Профессиональное мнение сих мужей сводилось к тому, что завещание мистера Джеймса Туше, составленное второпях, было «постыдным и плохо написанным» и не могло быть оглашено вслух в присутствии уважающей себя дамы. Его сочинили в состоянии «жестокой лихорадки, коя, как известно, дурно влияет на мозг», и оно было «недостойным всякого добропорядочного христианина». Завещание не оставляло Элизе вообще никакого обеспечения. Помимо этой бросавшейся в глаза подробности, Уильям не выявил в нем никаких особых деталей, да она и не настаивала, ни в момент оглашения завещания, ни впоследствии при более тщательном его изучении. Достаточно было знать, что ее юный кузен – хотя он, безусловно, прочитал все ужасные обвинения, которые, по ее предположению, содержались в тексте завещания, – похоже, ничуть ее не осуждал. Напротив, он заявил, что намерен «преданно посвятить» себя ее защите и преисполнен решимости обеспечить ей ежегодный доход.

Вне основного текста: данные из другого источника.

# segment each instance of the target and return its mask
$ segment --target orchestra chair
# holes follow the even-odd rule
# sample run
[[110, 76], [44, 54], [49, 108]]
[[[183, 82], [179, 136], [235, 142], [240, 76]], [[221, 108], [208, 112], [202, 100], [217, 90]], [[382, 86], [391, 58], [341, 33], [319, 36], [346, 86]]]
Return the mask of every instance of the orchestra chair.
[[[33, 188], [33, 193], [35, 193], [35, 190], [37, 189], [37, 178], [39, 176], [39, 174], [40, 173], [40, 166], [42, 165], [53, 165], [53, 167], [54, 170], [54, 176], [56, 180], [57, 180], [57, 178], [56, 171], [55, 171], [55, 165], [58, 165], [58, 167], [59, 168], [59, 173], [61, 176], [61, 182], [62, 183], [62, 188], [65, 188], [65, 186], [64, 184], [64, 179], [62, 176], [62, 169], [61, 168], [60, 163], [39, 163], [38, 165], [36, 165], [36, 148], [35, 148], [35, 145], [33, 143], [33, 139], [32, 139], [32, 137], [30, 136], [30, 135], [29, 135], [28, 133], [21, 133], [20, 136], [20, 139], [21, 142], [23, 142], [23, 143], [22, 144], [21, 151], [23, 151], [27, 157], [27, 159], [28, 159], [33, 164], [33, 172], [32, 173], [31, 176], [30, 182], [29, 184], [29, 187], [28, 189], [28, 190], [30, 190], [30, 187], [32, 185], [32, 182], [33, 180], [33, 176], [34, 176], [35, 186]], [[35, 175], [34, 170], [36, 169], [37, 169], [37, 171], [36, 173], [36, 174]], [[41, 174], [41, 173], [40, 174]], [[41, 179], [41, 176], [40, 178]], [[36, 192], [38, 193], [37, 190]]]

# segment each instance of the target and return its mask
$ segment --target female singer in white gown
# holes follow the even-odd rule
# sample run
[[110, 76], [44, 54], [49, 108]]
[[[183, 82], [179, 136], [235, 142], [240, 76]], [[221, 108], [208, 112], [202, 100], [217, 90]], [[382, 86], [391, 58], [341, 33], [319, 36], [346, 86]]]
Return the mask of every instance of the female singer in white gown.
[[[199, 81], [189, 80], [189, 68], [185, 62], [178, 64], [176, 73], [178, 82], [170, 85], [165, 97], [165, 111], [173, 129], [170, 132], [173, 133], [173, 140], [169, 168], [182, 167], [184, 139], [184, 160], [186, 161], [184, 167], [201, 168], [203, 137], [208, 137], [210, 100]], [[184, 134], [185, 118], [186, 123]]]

– Будь уверена: мы выманим у этих представителей нашей семьи малую толику их ямайского состояния. Всем известно, что Сэмюэль Туше умер банкротом, но сами Туше, включая и твоего Томаса, никогда не были такими уж бедняками, каких старались из себя корчить… Они, подобно лесным белкам, немало припрятали еще до того, как наш печально знаменитый предок повесился на стойке балдахина!
Вот какого содержания ему удалось добиться для нее. Сто фунтов в год. На тихую жизнь ей вполне бы хватило.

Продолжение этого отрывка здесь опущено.